Der Fast-Food-Konzern steht wegen seiner Arbeitsbedingungen schon lange in der Kritik. Mitarbeiter protestieren und streiken regelmäßig für höhere Löhne. Nachdem die US-Arbeitslosenrate kräftig gesunken ist und zuletzt auch andere Großunternehmen aus dem Niedriglohnsektor die Gehälter erhöhten, wurde der Druck auf McDonald's immer größer.

Der Branchenkenner Mark Kalinowski vom Analysehaus Janney Montgomery Scott sagte der „New York Times“, ein McDonald's-Manager habe ihm kürzlich anvertraut, dass das Unternehmen die Löhne erhöhen müsse, um angesichts der verbesserten Arbeitsmarktbedingungen überhaupt die Angestellten halten zu können.

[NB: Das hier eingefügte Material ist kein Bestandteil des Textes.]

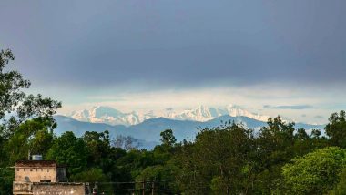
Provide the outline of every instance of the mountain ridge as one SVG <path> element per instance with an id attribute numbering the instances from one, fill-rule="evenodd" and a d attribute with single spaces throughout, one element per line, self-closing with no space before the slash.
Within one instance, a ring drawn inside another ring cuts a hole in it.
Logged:
<path id="1" fill-rule="evenodd" d="M 260 128 L 267 125 L 266 122 L 249 118 L 248 117 L 230 117 L 228 115 L 219 117 L 208 121 L 193 121 L 193 120 L 176 120 L 166 118 L 157 118 L 147 119 L 141 123 L 124 126 L 124 125 L 108 125 L 104 123 L 91 123 L 86 121 L 78 121 L 74 118 L 56 115 L 55 118 L 57 122 L 57 128 L 56 133 L 61 135 L 65 131 L 73 131 L 76 136 L 81 137 L 86 131 L 105 131 L 110 132 L 111 138 L 116 138 L 117 135 L 131 136 L 138 139 L 144 142 L 158 143 L 160 139 L 160 132 L 170 128 L 173 130 L 174 135 L 178 141 L 185 139 L 193 139 L 195 136 L 203 128 L 212 128 L 223 125 L 228 121 L 234 121 L 235 123 L 242 123 L 246 128 L 252 128 L 259 131 Z M 304 123 L 297 123 L 296 128 L 304 128 L 307 130 L 313 128 L 323 129 L 323 125 L 310 125 Z M 151 145 L 152 146 L 152 145 Z"/>
<path id="2" fill-rule="evenodd" d="M 201 105 L 195 108 L 185 109 L 182 111 L 166 109 L 158 112 L 151 110 L 144 113 L 137 113 L 135 111 L 125 113 L 111 107 L 96 106 L 90 109 L 74 111 L 70 115 L 67 115 L 67 117 L 85 122 L 132 126 L 139 124 L 147 119 L 158 118 L 204 122 L 224 115 L 229 115 L 231 117 L 245 116 L 260 121 L 266 121 L 269 118 L 268 116 L 249 112 L 247 109 L 235 105 L 228 105 L 219 108 Z"/>

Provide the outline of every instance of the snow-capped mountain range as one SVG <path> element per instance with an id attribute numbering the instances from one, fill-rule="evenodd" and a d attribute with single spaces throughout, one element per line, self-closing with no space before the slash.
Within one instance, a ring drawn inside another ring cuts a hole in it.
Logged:
<path id="1" fill-rule="evenodd" d="M 110 107 L 97 106 L 90 109 L 74 111 L 68 115 L 68 117 L 84 122 L 131 126 L 139 124 L 147 119 L 158 118 L 204 122 L 225 115 L 230 117 L 248 117 L 260 121 L 267 121 L 269 118 L 268 116 L 254 114 L 235 105 L 229 105 L 222 108 L 199 106 L 183 111 L 166 109 L 159 112 L 149 111 L 145 113 L 137 113 L 135 111 L 124 113 Z"/>

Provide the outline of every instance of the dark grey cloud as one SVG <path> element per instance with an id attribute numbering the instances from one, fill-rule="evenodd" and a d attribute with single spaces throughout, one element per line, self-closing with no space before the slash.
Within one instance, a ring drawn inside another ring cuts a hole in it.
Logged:
<path id="1" fill-rule="evenodd" d="M 346 82 L 346 1 L 2 1 L 1 47 L 36 83 Z"/>
<path id="2" fill-rule="evenodd" d="M 263 108 L 265 109 L 309 109 L 313 107 L 310 105 L 284 105 L 284 106 L 270 106 L 264 105 Z"/>

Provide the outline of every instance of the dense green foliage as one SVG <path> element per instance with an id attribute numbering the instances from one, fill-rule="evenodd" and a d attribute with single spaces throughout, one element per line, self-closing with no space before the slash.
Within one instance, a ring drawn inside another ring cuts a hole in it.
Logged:
<path id="1" fill-rule="evenodd" d="M 138 149 L 135 139 L 112 139 L 108 131 L 55 135 L 60 102 L 24 93 L 30 82 L 5 69 L 13 59 L 1 51 L 0 194 L 11 194 L 11 167 L 29 153 L 67 165 L 70 181 L 98 182 L 106 194 L 143 188 L 155 194 L 345 193 L 344 111 L 331 115 L 327 136 L 277 117 L 260 131 L 230 121 L 180 143 L 162 129 L 160 145 Z"/>

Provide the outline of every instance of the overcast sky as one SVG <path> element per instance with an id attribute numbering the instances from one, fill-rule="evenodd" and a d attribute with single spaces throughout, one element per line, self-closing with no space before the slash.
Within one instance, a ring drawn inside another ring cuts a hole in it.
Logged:
<path id="1" fill-rule="evenodd" d="M 0 3 L 31 92 L 127 111 L 238 104 L 301 121 L 346 108 L 346 1 Z"/>

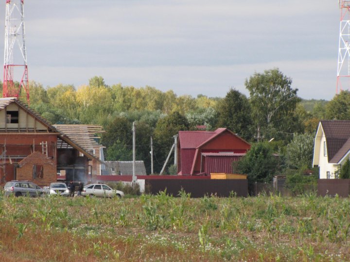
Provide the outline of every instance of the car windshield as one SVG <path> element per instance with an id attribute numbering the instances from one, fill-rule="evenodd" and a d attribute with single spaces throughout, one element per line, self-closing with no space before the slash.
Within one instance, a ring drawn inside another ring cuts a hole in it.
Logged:
<path id="1" fill-rule="evenodd" d="M 67 188 L 66 184 L 51 184 L 51 188 Z"/>

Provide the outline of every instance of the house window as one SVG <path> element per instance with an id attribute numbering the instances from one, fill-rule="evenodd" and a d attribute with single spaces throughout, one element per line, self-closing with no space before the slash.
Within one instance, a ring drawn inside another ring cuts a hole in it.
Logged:
<path id="1" fill-rule="evenodd" d="M 6 111 L 6 123 L 18 124 L 18 111 Z"/>
<path id="2" fill-rule="evenodd" d="M 44 167 L 40 164 L 33 165 L 33 178 L 44 178 Z"/>

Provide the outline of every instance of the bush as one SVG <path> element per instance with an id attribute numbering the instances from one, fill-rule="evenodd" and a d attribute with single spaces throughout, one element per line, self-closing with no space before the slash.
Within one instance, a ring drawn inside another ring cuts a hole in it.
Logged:
<path id="1" fill-rule="evenodd" d="M 169 175 L 176 175 L 177 174 L 177 167 L 175 164 L 172 164 L 168 169 Z"/>
<path id="2" fill-rule="evenodd" d="M 109 182 L 107 184 L 113 189 L 122 191 L 125 195 L 132 195 L 134 196 L 140 196 L 140 185 L 138 183 L 132 184 L 130 183 L 123 183 L 122 182 Z"/>
<path id="3" fill-rule="evenodd" d="M 350 178 L 350 160 L 349 159 L 342 165 L 339 172 L 339 178 L 342 179 Z"/>
<path id="4" fill-rule="evenodd" d="M 318 168 L 304 168 L 299 170 L 288 169 L 286 171 L 285 187 L 295 195 L 314 191 L 317 187 Z"/>

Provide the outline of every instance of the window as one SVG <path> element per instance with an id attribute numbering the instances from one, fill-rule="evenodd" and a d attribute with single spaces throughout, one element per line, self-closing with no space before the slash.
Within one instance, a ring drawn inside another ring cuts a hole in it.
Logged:
<path id="1" fill-rule="evenodd" d="M 6 111 L 6 123 L 7 124 L 18 124 L 18 111 Z"/>
<path id="2" fill-rule="evenodd" d="M 32 184 L 32 183 L 29 183 L 28 184 L 29 185 L 29 188 L 33 188 L 33 189 L 36 189 L 36 185 L 35 184 Z"/>
<path id="3" fill-rule="evenodd" d="M 102 185 L 102 189 L 104 190 L 110 190 L 111 189 L 109 188 L 108 186 L 105 185 Z"/>
<path id="4" fill-rule="evenodd" d="M 33 165 L 33 178 L 44 178 L 44 167 L 40 164 Z"/>

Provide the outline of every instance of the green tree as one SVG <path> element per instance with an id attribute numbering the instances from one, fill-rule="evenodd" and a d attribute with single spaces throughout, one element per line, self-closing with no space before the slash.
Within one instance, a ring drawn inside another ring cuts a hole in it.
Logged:
<path id="1" fill-rule="evenodd" d="M 227 128 L 246 140 L 252 138 L 251 109 L 246 97 L 231 88 L 218 104 L 217 127 Z"/>
<path id="2" fill-rule="evenodd" d="M 212 107 L 202 108 L 185 116 L 192 130 L 196 130 L 196 126 L 205 125 L 206 130 L 211 130 L 217 126 L 218 114 Z"/>
<path id="3" fill-rule="evenodd" d="M 102 76 L 94 76 L 89 79 L 89 86 L 91 87 L 107 87 L 105 80 Z"/>
<path id="4" fill-rule="evenodd" d="M 313 133 L 294 134 L 293 140 L 286 147 L 286 160 L 290 168 L 311 166 L 314 138 Z"/>
<path id="5" fill-rule="evenodd" d="M 253 119 L 266 138 L 279 135 L 286 139 L 299 127 L 295 126 L 294 111 L 300 98 L 297 96 L 298 89 L 291 84 L 291 79 L 278 68 L 255 73 L 245 80 Z"/>
<path id="6" fill-rule="evenodd" d="M 279 168 L 279 159 L 273 152 L 267 142 L 254 144 L 245 156 L 234 162 L 233 169 L 247 175 L 250 183 L 270 182 Z"/>
<path id="7" fill-rule="evenodd" d="M 155 172 L 160 171 L 174 144 L 174 136 L 177 134 L 179 131 L 189 130 L 189 128 L 187 119 L 178 112 L 159 118 L 154 131 L 154 151 L 157 161 L 154 165 Z M 169 163 L 174 162 L 173 155 Z"/>
<path id="8" fill-rule="evenodd" d="M 132 123 L 122 116 L 117 116 L 105 128 L 105 132 L 102 134 L 101 143 L 106 147 L 105 159 L 109 161 L 118 161 L 116 158 L 132 154 Z M 132 156 L 132 154 L 131 155 Z M 124 157 L 122 158 L 123 158 Z M 132 159 L 129 159 L 132 160 Z"/>
<path id="9" fill-rule="evenodd" d="M 342 179 L 350 178 L 350 160 L 349 160 L 349 158 L 342 165 L 339 172 L 339 177 Z"/>
<path id="10" fill-rule="evenodd" d="M 350 91 L 342 90 L 326 105 L 326 119 L 350 120 Z"/>

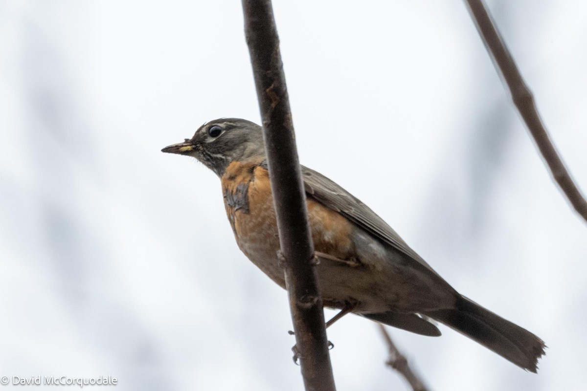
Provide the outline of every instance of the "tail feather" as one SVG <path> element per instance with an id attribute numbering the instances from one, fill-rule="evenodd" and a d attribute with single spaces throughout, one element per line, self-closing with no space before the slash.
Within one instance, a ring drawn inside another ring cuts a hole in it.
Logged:
<path id="1" fill-rule="evenodd" d="M 389 311 L 377 314 L 361 314 L 361 315 L 372 321 L 380 322 L 421 335 L 427 336 L 440 335 L 440 330 L 438 327 L 416 314 L 400 314 Z"/>
<path id="2" fill-rule="evenodd" d="M 462 297 L 457 308 L 426 312 L 524 369 L 536 373 L 544 342 L 528 330 Z"/>

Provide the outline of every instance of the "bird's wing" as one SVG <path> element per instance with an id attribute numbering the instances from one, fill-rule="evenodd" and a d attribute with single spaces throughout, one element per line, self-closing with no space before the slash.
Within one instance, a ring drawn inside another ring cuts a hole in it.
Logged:
<path id="1" fill-rule="evenodd" d="M 304 166 L 301 167 L 306 193 L 310 197 L 340 213 L 363 230 L 407 255 L 440 277 L 438 273 L 369 206 L 319 172 Z"/>

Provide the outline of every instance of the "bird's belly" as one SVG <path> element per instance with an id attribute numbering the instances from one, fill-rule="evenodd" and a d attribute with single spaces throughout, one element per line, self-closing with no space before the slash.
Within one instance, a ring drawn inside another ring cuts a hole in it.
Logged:
<path id="1" fill-rule="evenodd" d="M 223 181 L 228 219 L 239 247 L 273 281 L 285 287 L 278 259 L 279 236 L 267 171 L 241 170 Z M 242 178 L 241 178 L 241 179 Z M 328 307 L 356 304 L 355 312 L 418 312 L 447 308 L 454 298 L 398 251 L 311 199 L 308 212 L 322 299 Z M 415 261 L 413 261 L 415 262 Z"/>

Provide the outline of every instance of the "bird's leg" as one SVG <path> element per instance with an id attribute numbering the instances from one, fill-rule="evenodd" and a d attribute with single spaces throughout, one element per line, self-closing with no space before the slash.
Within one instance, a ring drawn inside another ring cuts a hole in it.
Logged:
<path id="1" fill-rule="evenodd" d="M 354 310 L 356 307 L 356 306 L 357 305 L 356 304 L 350 304 L 349 302 L 345 303 L 345 307 L 343 308 L 342 310 L 340 310 L 340 312 L 339 312 L 336 315 L 334 315 L 332 319 L 330 319 L 329 321 L 326 322 L 325 328 L 328 328 L 329 327 L 332 326 L 335 322 L 339 319 L 340 318 L 342 318 L 343 316 L 345 316 L 349 312 L 352 312 L 353 310 Z M 295 333 L 294 333 L 293 331 L 288 331 L 288 334 L 289 334 L 290 335 L 295 335 Z M 329 341 L 328 350 L 330 350 L 333 348 L 334 348 L 334 344 Z M 294 356 L 292 358 L 292 359 L 294 360 L 294 363 L 298 365 L 299 365 L 298 364 L 298 359 L 299 359 L 301 357 L 301 356 L 299 354 L 299 351 L 298 351 L 298 350 L 297 345 L 294 345 L 293 346 L 292 346 L 292 351 L 294 352 Z"/>
<path id="2" fill-rule="evenodd" d="M 329 327 L 332 326 L 333 324 L 334 324 L 335 322 L 339 319 L 340 318 L 342 318 L 343 316 L 345 316 L 349 312 L 352 312 L 356 307 L 356 304 L 351 304 L 350 303 L 348 302 L 346 303 L 345 304 L 344 308 L 343 308 L 343 309 L 340 310 L 340 312 L 332 317 L 332 319 L 326 322 L 326 328 L 328 328 Z"/>

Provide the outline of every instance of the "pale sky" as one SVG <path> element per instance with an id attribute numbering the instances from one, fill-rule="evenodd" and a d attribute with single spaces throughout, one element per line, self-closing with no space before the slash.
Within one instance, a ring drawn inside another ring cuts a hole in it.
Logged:
<path id="1" fill-rule="evenodd" d="M 301 161 L 548 346 L 534 375 L 443 326 L 391 329 L 426 384 L 585 388 L 587 224 L 464 2 L 274 3 Z M 490 6 L 587 192 L 587 6 Z M 218 178 L 160 152 L 221 117 L 259 121 L 239 2 L 0 1 L 0 377 L 302 389 L 286 293 L 237 247 Z M 340 391 L 408 389 L 375 324 L 328 338 Z"/>

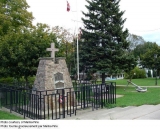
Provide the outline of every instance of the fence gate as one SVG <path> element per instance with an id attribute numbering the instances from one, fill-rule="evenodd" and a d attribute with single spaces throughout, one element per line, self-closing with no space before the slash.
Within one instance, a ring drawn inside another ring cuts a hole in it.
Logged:
<path id="1" fill-rule="evenodd" d="M 54 91 L 0 85 L 0 107 L 31 119 L 64 119 L 85 108 L 116 103 L 116 83 L 87 84 Z"/>

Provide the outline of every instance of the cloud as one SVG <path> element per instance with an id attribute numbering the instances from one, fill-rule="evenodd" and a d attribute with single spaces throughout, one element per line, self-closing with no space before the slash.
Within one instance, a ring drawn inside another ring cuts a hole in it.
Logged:
<path id="1" fill-rule="evenodd" d="M 141 35 L 145 41 L 156 42 L 160 46 L 160 30 Z"/>

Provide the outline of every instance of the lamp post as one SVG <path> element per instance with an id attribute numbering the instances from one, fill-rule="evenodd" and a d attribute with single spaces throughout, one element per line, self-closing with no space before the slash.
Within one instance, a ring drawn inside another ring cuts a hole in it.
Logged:
<path id="1" fill-rule="evenodd" d="M 155 62 L 154 62 L 154 67 L 155 67 L 155 75 L 156 75 L 156 78 L 155 78 L 155 85 L 157 85 L 157 69 L 156 69 L 156 59 L 157 59 L 157 54 L 154 54 L 154 59 L 155 59 Z"/>

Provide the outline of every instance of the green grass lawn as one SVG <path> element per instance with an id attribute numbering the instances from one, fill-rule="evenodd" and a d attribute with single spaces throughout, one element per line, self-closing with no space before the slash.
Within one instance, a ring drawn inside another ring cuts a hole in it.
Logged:
<path id="1" fill-rule="evenodd" d="M 159 87 L 148 87 L 147 92 L 137 92 L 135 90 L 135 87 L 132 85 L 129 85 L 128 87 L 126 87 L 127 79 L 113 80 L 113 82 L 116 82 L 116 85 L 117 85 L 116 93 L 119 95 L 123 95 L 123 97 L 117 98 L 116 104 L 109 105 L 109 107 L 140 106 L 144 104 L 149 104 L 149 105 L 160 104 L 160 80 L 159 79 L 158 79 Z M 132 79 L 132 82 L 139 86 L 154 86 L 155 78 Z M 118 86 L 118 85 L 123 85 L 123 86 Z M 8 113 L 0 110 L 0 119 L 22 120 L 23 118 L 15 116 L 12 113 Z"/>
<path id="2" fill-rule="evenodd" d="M 123 95 L 123 97 L 117 98 L 115 105 L 117 107 L 160 104 L 160 87 L 148 87 L 147 92 L 137 92 L 135 87 L 117 86 L 117 94 Z"/>
<path id="3" fill-rule="evenodd" d="M 116 82 L 116 85 L 126 86 L 128 79 L 112 80 L 110 82 Z M 144 78 L 144 79 L 132 79 L 132 82 L 139 86 L 155 86 L 155 78 Z M 130 84 L 131 85 L 131 84 Z M 157 86 L 160 86 L 160 79 L 157 78 Z"/>

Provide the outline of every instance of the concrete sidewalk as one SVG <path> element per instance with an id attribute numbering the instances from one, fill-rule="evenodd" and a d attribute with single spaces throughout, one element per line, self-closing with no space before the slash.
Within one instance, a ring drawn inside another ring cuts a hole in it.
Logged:
<path id="1" fill-rule="evenodd" d="M 64 120 L 160 120 L 159 105 L 142 105 L 129 107 L 116 107 L 112 109 L 92 109 L 77 111 Z"/>

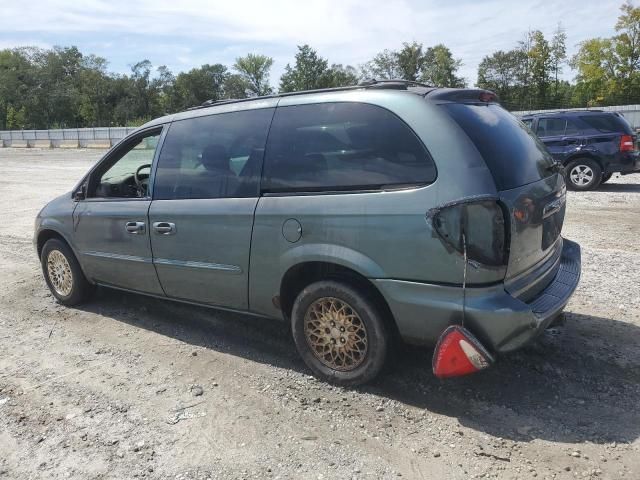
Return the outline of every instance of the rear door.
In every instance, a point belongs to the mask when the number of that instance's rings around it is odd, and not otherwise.
[[[74,242],[84,271],[96,282],[163,293],[153,268],[147,218],[148,177],[161,131],[134,135],[89,175],[86,198],[73,214]]]
[[[167,296],[246,309],[249,252],[273,108],[174,121],[149,210]]]
[[[444,108],[482,155],[506,207],[511,233],[507,277],[558,253],[566,188],[544,145],[499,105],[452,103]]]

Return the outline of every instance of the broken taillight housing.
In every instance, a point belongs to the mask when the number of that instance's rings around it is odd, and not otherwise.
[[[432,218],[449,248],[462,254],[466,246],[467,258],[484,265],[507,264],[507,227],[496,200],[453,203],[435,209]]]
[[[449,378],[484,370],[493,362],[491,354],[471,332],[453,325],[440,336],[432,367],[436,377]]]

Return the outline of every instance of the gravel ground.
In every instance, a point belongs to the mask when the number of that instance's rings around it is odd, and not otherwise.
[[[102,153],[0,149],[0,478],[640,478],[640,175],[569,194],[584,263],[561,326],[475,376],[403,348],[343,389],[279,322],[56,304],[33,219]]]

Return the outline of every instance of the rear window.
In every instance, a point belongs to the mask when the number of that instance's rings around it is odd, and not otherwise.
[[[265,154],[265,191],[368,190],[435,178],[422,142],[384,108],[340,102],[276,110]]]
[[[498,190],[536,182],[551,175],[553,159],[522,122],[499,105],[442,105],[482,155]]]
[[[580,120],[599,132],[624,132],[627,135],[633,134],[631,126],[627,120],[624,117],[619,117],[618,115],[583,115],[580,117]]]

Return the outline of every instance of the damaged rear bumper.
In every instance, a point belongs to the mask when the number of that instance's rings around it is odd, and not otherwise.
[[[546,286],[536,289],[532,298],[511,294],[504,284],[467,288],[465,326],[493,352],[518,349],[547,328],[566,306],[578,286],[580,270],[580,246],[563,239],[560,255],[544,272]],[[449,325],[462,322],[461,287],[372,281],[386,298],[400,335],[409,343],[433,345]]]

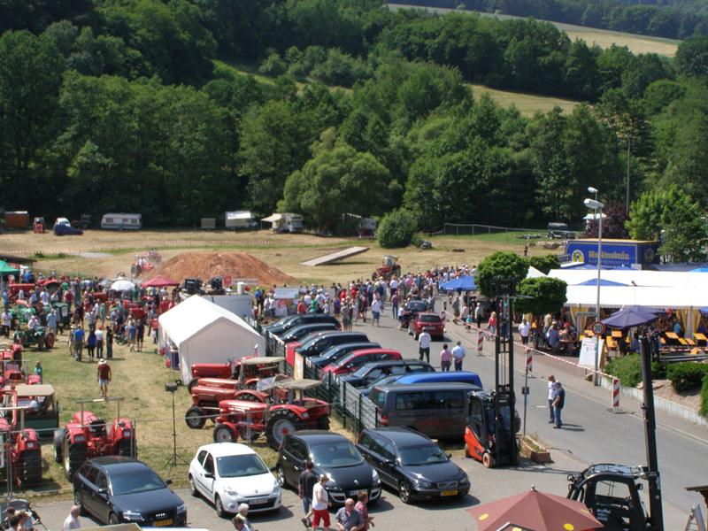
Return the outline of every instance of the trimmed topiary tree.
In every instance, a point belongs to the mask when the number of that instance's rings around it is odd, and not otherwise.
[[[379,245],[384,249],[405,247],[417,229],[415,216],[407,210],[401,208],[389,212],[379,224]]]

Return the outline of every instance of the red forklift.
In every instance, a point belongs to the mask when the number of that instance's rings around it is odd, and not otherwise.
[[[467,426],[465,428],[465,456],[487,466],[517,466],[521,460],[516,434],[521,419],[516,411],[514,395],[514,355],[512,323],[516,296],[516,279],[492,281],[499,316],[499,334],[495,341],[494,390],[471,391],[467,397]],[[504,378],[503,364],[509,373]]]

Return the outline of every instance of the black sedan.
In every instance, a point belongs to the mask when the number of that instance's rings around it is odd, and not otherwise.
[[[395,489],[404,504],[440,500],[469,492],[467,474],[422,434],[405,427],[365,429],[357,448],[379,473],[381,482]]]
[[[86,461],[73,475],[73,503],[104,524],[183,527],[187,506],[147,465],[104,457]]]
[[[281,487],[297,486],[300,473],[312,459],[317,475],[327,474],[325,489],[333,504],[343,505],[348,497],[366,491],[375,502],[381,495],[379,474],[344,435],[322,430],[288,434],[278,451],[275,474]]]

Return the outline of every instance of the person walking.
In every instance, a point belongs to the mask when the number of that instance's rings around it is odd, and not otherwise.
[[[556,417],[556,426],[554,429],[560,429],[563,427],[563,421],[560,419],[560,412],[566,405],[566,389],[560,385],[559,381],[556,381],[556,389],[553,392],[553,414]]]
[[[409,325],[412,326],[412,325]],[[428,334],[426,330],[423,330],[420,333],[420,335],[418,336],[418,353],[419,353],[419,359],[423,361],[423,357],[425,357],[426,361],[430,363],[430,334]]]
[[[312,529],[316,529],[322,521],[323,529],[329,529],[329,512],[327,509],[332,506],[329,496],[325,489],[325,485],[329,481],[329,477],[323,473],[319,476],[319,481],[312,488]]]
[[[549,424],[553,424],[556,421],[556,415],[553,412],[553,393],[556,392],[556,377],[550,374],[548,377],[548,412],[549,412]]]
[[[105,359],[99,360],[96,373],[98,375],[98,389],[101,389],[101,396],[108,398],[108,384],[111,383],[112,374],[111,373],[111,366],[108,365]]]
[[[297,496],[303,500],[303,512],[304,512],[304,516],[300,519],[305,527],[312,526],[310,517],[312,514],[312,489],[319,481],[313,468],[314,463],[307,461],[304,465],[304,472],[301,472],[300,477],[297,479]]]
[[[440,370],[443,373],[450,371],[450,365],[452,365],[452,352],[448,350],[448,344],[445,343],[440,351]]]
[[[462,370],[462,360],[465,359],[466,355],[465,347],[462,346],[462,342],[458,341],[455,348],[452,349],[452,358],[455,360],[456,371]]]

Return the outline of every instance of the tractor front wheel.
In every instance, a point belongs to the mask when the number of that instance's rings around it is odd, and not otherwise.
[[[288,434],[307,428],[304,420],[293,412],[279,410],[271,413],[266,424],[266,438],[272,448],[277,450]]]
[[[42,479],[42,450],[22,452],[22,484],[35,485]]]
[[[193,405],[184,413],[184,421],[192,429],[202,429],[206,423],[204,410],[198,405]]]
[[[64,473],[70,481],[86,461],[86,442],[72,442],[69,432],[64,434]]]
[[[214,442],[235,442],[236,434],[226,424],[217,424],[214,427]]]

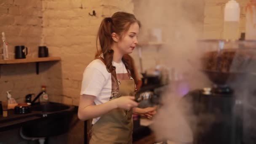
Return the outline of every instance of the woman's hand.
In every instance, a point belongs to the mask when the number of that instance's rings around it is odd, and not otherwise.
[[[149,119],[152,118],[153,116],[156,114],[156,109],[157,106],[154,107],[149,107],[144,109],[138,107],[133,108],[133,112],[135,114],[145,116]]]
[[[128,110],[138,106],[138,103],[134,101],[134,96],[123,96],[113,101],[115,101],[117,108]]]
[[[157,106],[155,106],[154,107],[149,107],[145,108],[145,111],[147,112],[142,115],[144,115],[148,119],[152,119],[153,116],[157,113]]]

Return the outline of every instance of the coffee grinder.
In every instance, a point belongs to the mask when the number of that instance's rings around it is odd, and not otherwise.
[[[193,143],[256,144],[256,128],[246,125],[244,117],[253,114],[256,117],[256,104],[251,108],[246,106],[245,99],[251,94],[244,94],[247,91],[243,90],[248,88],[246,78],[256,77],[256,62],[253,64],[256,41],[212,40],[200,40],[198,44],[202,53],[199,70],[208,76],[212,86],[189,91],[182,99],[191,104],[196,117],[189,122]],[[251,113],[245,111],[248,109]]]

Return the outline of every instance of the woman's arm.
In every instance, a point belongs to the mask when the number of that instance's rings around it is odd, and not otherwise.
[[[133,114],[136,115],[144,115],[147,113],[155,112],[157,109],[157,107],[149,107],[144,109],[141,109],[139,107],[134,107],[133,109]]]
[[[133,96],[121,96],[97,105],[94,102],[95,98],[95,96],[88,95],[83,95],[80,96],[78,112],[78,118],[80,120],[86,120],[100,117],[117,108],[129,109],[138,106],[138,103],[134,101]]]

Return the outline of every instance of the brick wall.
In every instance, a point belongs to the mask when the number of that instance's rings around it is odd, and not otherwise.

Die Schnellrestaurant-Kette kämpft außerdem mit steigender Unbeliebtheit bei Kunden und kann einen weiteren Imageverlust schlecht gebrauchen. Der Umsatz im US-Heimatmarkt sinkt seit Monaten. Erst Anfang März übernahm der neue Vorstandschef Steve Easterbrook vom erfolglosen Vorgänger Don Thompson.

Nach Amtsantritt rief Easterbrook in ungewohnt deutlichen Worten den Krisenmodus aus. McDonald's leide unter einem „aggressiven Wettbewerb“ und müsse sich „dringend“ den veränderten Vorlieben der Verbraucher anpassen. In den USA machen McDonald's neben den klassischen Rivalen wie Burger King oder Wendy's Premiumanbieter wie Shake Shack, Five Guys oder In-N-Out zu schaffen.